Sans doute sa carrière eût été brillante ; car les talents et la bravoure de M. de la Tournelle devaient le porter aux plus hauts grades ; mais sa santé ne lui permit pas d’y atteindre. Frappé, au retour de l’armée, d’une fièvre inflammatoire, il y succomba en moins de huit jours. Il laissa sa veuve avec peu de fortune ; car, mourant sans enfants, la sienne retournait à ses héritiers naturels.

Cette mort plongea madame de la Tournelle dans le chagrin que fait éprouver la perte d’un ami, d’un protecteur. Il avait si souvent déploré avec elle le déshonneur que ses deux sœurs, madame de Mailly et madame de Vintimille, jetaient sur sa famille, qu’elle tremblait de se voir comprise dans le mépris qu’on témoignait pour les deux favorites. Elle ne savait quel parti prendre, et laissait s’écouler son deuil dans la retraite, sans faire aucun projet, lorsqu’elle fut agréablement surprise par l’arrivée de sa sœur, la marquise de Flavacourt ; celle-ci venait lui apporter une invitation de la duchesse de Mazarin, leur tante, à laquelle il était impossible de ne pas se rendre ; car c’était un des actes de générosité dont l’usage faisait un devoir aux chefs des grandes familles, et auxquels nulle protégée ne pouvait se soustraire sans braver les convenances, c’est-à-dire ce qu’on respecte le plus dans le grand monde.

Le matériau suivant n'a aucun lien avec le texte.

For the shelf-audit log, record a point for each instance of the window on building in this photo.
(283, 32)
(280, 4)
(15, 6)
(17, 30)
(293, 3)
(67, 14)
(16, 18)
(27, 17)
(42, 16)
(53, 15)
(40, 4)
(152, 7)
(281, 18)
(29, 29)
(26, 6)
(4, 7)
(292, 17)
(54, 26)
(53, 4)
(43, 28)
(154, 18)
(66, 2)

  1. M. d’Agenois, fils du duc d’Aiguillon, fut fait duc après son fameux procès. La branche cadette de la maison de Richelieu demandait depuis plusieurs années au gouvernement de renouveler en sa faveur les lettres patentes du duché-pairie attachées à la terre d’Aiguillon. Les anciens ducs et pairs s’y opposaient et leur reprochaient de s’appeler Vignerot. La princesse de Conti, qui avait fort aimé M. d’Agenois, obtint du cardiml de Fleury que l’affaire fût portée au parlement, et la cour leur donna gain de cause.